Il a fallu plusieurs décennies pour arriver à une telle désinhibition et faire du refus de l’attention à une commune humanité une politique étatique assumée, affichée sur une veste comme un acquiescement satisfait au No future et un retournement de l’alerte punk. À cette occasion, les certitudes viriles et patriarcales, entamées par le mouvement #MeToo, reprennent du service. Le refus de l’attention traduit en effet une haine profonde de la vulnérabilité et un mépris des activités de soin, un rejet des valeurs exprimant le souci des humains et de la Terre, associées à la sensiblerie et à des comportements « efféminés ». Les propos privés des cafés du commerce sont exhibés sur la scène politique.

Melania Trump n’est pas seule. « Le pognon » excessif dédié à l’aide sociale puise à un registre proche : vulgarité, apparence d’une fantaisie de communicant, réalité d’un monde brutal. La dissociation avec les autres et avec la Terre, la mise à distance accélèrent la perte de la réalité concrète et physique du monde, de l’empathie entre les humains et les êtres vivants, elles amputent la sensibilité. C’est une aliénation suprême au réel. Tout devient alors possible dans un monde désincarné où les liens entre causes et effets sont rompus et déniés, un monde d’événements dissociés et venus de nulle part, et par conséquent un monde de l’irresponsabilité comme principe politique.
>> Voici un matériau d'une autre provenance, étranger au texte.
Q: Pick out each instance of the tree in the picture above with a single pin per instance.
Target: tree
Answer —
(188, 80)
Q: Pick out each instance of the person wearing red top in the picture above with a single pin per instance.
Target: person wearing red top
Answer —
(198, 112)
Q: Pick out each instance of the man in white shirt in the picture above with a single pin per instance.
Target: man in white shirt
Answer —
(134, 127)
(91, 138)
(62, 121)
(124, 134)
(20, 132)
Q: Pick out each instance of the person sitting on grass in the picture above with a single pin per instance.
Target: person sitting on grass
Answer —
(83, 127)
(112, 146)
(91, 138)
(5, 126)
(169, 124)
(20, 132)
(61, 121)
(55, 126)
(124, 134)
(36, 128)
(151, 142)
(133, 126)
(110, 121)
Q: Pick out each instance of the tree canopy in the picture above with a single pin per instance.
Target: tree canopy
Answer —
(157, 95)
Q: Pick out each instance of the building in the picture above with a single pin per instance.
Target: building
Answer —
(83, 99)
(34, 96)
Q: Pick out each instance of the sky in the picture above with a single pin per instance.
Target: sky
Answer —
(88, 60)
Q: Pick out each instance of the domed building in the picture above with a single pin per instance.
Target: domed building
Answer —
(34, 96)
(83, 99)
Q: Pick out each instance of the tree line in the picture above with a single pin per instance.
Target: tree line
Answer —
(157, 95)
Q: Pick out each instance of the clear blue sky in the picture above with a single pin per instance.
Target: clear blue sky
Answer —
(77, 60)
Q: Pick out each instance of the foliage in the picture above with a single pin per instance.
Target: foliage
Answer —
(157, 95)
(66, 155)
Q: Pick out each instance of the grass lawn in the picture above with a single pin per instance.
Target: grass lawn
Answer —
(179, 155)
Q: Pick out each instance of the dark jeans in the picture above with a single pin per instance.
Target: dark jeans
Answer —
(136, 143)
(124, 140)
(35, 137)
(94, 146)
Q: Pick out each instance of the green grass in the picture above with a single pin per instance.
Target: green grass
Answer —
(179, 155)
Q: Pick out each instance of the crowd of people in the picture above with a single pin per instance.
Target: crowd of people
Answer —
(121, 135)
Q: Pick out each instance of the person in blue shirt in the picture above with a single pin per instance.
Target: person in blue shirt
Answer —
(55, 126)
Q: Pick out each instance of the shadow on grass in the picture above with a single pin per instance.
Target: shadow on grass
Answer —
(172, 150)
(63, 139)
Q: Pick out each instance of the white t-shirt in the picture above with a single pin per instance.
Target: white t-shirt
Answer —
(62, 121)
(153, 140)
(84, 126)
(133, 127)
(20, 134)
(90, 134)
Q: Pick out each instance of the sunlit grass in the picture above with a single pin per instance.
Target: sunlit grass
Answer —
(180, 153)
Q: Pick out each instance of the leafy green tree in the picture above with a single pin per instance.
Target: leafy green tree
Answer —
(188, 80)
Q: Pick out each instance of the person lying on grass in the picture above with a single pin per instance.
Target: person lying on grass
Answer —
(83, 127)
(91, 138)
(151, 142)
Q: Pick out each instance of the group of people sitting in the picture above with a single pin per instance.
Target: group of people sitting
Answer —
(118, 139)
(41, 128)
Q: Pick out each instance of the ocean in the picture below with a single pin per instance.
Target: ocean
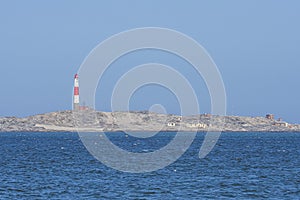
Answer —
(241, 166)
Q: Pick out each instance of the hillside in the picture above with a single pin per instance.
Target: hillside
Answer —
(139, 121)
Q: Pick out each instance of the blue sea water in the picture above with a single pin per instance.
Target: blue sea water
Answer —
(241, 166)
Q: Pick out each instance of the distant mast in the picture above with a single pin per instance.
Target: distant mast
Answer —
(76, 93)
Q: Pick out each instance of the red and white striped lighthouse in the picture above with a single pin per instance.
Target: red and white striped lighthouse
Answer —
(76, 93)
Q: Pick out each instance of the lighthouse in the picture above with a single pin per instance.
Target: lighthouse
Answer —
(76, 93)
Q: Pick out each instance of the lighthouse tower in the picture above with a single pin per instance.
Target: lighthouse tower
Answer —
(76, 93)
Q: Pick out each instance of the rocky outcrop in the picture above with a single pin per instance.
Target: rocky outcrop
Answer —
(90, 121)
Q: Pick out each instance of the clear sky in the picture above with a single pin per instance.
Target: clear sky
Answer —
(254, 43)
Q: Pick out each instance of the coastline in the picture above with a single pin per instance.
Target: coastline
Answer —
(140, 121)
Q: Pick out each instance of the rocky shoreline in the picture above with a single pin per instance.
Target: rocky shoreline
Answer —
(94, 121)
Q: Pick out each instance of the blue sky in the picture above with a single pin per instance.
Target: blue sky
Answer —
(255, 45)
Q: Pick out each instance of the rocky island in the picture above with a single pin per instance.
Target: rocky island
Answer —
(67, 121)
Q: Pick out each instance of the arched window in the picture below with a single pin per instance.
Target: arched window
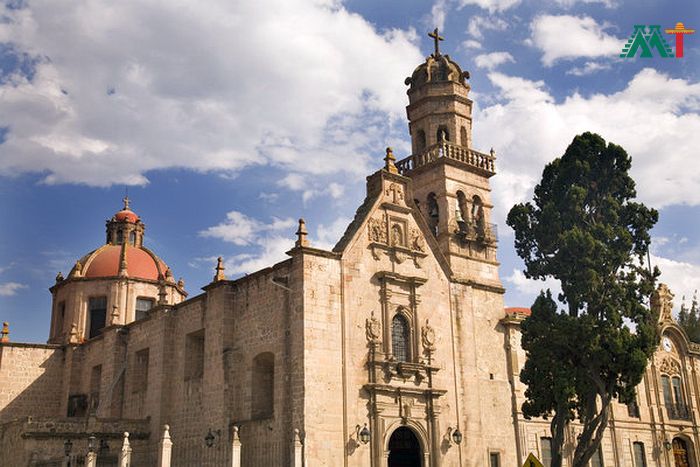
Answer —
(462, 211)
(673, 397)
(400, 338)
(263, 392)
(420, 140)
(477, 217)
(640, 458)
(433, 213)
(463, 137)
(443, 134)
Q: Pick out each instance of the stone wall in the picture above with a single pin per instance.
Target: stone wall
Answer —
(31, 380)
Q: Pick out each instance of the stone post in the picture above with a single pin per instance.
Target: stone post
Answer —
(125, 453)
(297, 450)
(165, 447)
(235, 449)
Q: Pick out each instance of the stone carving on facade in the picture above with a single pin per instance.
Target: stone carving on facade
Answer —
(417, 241)
(662, 302)
(397, 235)
(428, 338)
(373, 329)
(670, 367)
(376, 231)
(395, 193)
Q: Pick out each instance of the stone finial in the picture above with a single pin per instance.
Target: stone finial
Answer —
(302, 234)
(390, 160)
(123, 267)
(219, 276)
(235, 448)
(297, 449)
(165, 447)
(77, 269)
(73, 335)
(125, 452)
(5, 334)
(662, 302)
(162, 294)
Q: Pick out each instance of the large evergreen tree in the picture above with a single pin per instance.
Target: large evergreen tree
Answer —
(689, 319)
(583, 229)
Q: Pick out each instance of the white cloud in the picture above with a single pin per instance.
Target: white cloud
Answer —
(491, 5)
(437, 14)
(683, 278)
(471, 44)
(478, 24)
(328, 235)
(570, 3)
(121, 88)
(588, 69)
(8, 289)
(493, 60)
(568, 37)
(660, 131)
(242, 230)
(271, 250)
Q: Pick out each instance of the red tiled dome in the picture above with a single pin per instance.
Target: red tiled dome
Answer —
(518, 310)
(126, 215)
(139, 263)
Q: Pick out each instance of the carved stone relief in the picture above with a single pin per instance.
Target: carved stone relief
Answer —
(376, 230)
(395, 193)
(670, 367)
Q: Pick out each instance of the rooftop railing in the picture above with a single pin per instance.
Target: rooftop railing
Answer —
(485, 162)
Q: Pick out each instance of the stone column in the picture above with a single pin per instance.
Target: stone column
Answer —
(165, 447)
(125, 453)
(297, 449)
(235, 449)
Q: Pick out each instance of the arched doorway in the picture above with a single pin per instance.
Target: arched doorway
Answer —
(681, 453)
(404, 449)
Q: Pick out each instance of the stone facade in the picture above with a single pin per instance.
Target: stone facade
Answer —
(394, 348)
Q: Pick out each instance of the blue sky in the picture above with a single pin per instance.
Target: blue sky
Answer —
(229, 120)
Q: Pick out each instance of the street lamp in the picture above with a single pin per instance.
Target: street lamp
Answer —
(363, 435)
(67, 447)
(455, 435)
(211, 437)
(91, 443)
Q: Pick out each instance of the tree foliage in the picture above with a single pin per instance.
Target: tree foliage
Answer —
(689, 319)
(583, 229)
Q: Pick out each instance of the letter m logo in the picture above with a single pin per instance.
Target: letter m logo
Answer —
(646, 40)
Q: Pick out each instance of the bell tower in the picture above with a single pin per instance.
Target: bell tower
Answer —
(450, 179)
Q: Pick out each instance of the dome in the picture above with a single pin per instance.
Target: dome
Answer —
(436, 69)
(126, 215)
(141, 263)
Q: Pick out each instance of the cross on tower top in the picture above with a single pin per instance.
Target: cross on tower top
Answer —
(436, 38)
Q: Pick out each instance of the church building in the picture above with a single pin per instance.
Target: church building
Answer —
(392, 349)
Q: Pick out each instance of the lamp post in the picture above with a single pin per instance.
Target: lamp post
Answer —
(364, 434)
(67, 448)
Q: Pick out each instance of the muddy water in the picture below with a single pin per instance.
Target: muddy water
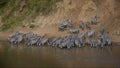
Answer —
(40, 57)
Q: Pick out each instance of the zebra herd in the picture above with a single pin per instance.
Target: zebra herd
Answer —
(75, 39)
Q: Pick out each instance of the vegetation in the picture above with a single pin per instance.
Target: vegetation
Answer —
(13, 12)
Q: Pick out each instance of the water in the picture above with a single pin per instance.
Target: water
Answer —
(45, 56)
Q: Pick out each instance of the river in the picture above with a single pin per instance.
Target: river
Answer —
(49, 57)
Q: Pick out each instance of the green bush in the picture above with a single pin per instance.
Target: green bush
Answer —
(32, 9)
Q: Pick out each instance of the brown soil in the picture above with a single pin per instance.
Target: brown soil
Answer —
(108, 10)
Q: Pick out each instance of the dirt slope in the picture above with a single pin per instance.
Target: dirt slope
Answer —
(108, 10)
L’image de la finance planétaire et de sa bulle s’accorde à cette croyance en la virtualité du réel, en un monde fictif confondant le sensationnel et le sensible.

Alors c’est bien dans les multiples résistances concrètes, renouvelant le sentiment d’empathie, dans les activités de soin et d’attention, dans les actions désobéissantes qui mettent à nu les responsabilités, que réside l’espoir d’autres mondes. L’espoir n’est pas l’optimisme, comme le désespoir n’est pas le pessimisme : « L’espoir ne réside pas en ce que nous prévoyons : c’est une adhésion à l’inconnaissabilité essentielle du monde, aux échappées par rapport au présent, aux surprises […]. Il n’y a pas d’alternative, sauf de se rendre (2). »

(1) Dernier livre publié en français : Ces hommes qui m’expliquent la vie, traduit de l’anglais (États-Unis) par Céline Leroy, éditions de l’Olivier.

(2) Garder l’espoir. Autres histoires, autres possibles, Rebecca Solnit, traduit de l’anglais (États-Unis) par Daniel De Bruycker, Actes Sud.